Eventually, Doug knew, the flank defenses of both lines would give way, and the centers of each would rupture, and then, until the hovering tab and evac planes gave the signal that the Phase Three limit had been reached, the battle would wage in a great undulating mass, without formation, without plan, without reason. He had to reach Mike and Terry before then, for once the lines disintegrated into Final Phase—deployment at will—they'd be lost to him for good.
And Phase Three lasted at best for three hours. Final Phase, when it begun, would last as many days.
Somehow, he had to jockey the hovering ship over the area where the map-estimate indicated that Mike and Terry would be fighting. And when he landed, he must somehow halt the carnage momentarily—just long enough for them to see him, to run....
Doug tilted the great ship at an angle of about seventy degrees, compensated it on the main drive and the single bank of bow belly-jets that automatically checked in as the ship left vertical balance. And the terrain below him moved slowly, canted oddly between horizon and sky.

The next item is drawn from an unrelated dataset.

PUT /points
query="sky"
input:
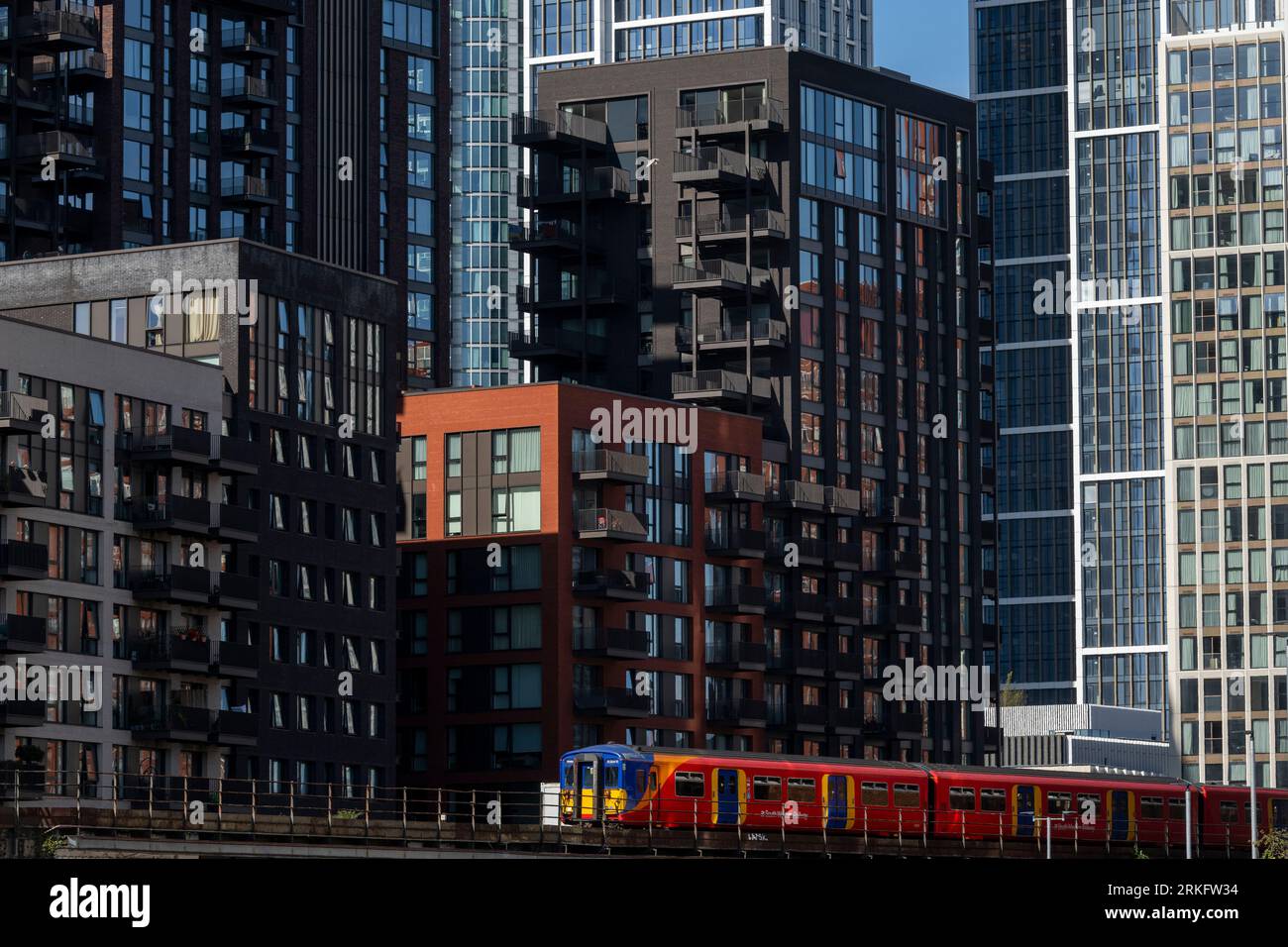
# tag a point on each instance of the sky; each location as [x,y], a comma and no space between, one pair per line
[926,39]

Slowly, toward the area designated on the map—slowly, sinking slightly, so that he could see their faces now, watch as their maces shattered the glittering helmets into junk, smashed into living flesh, as their broadswords glistened red and swung, struck....
Momentarily hypnotized by the horror that screamed below him and by the sickening realization that what he saw was real even though his reason rebelled through force of habit from admission that such reality could exist, Doug watched the tilted battlefield as it stretched but hundreds of feet below him now, watched as a smoothly-oiled, carefully calculated device preserved the peace of a planet.
A small, sweating body was hewn in two.
A helmeted head fell; an arm dropped grotesquely beside it.
A boy's boot was bathed in blood as he kicked viciously at his opponent's chest to withdraw his sword from it.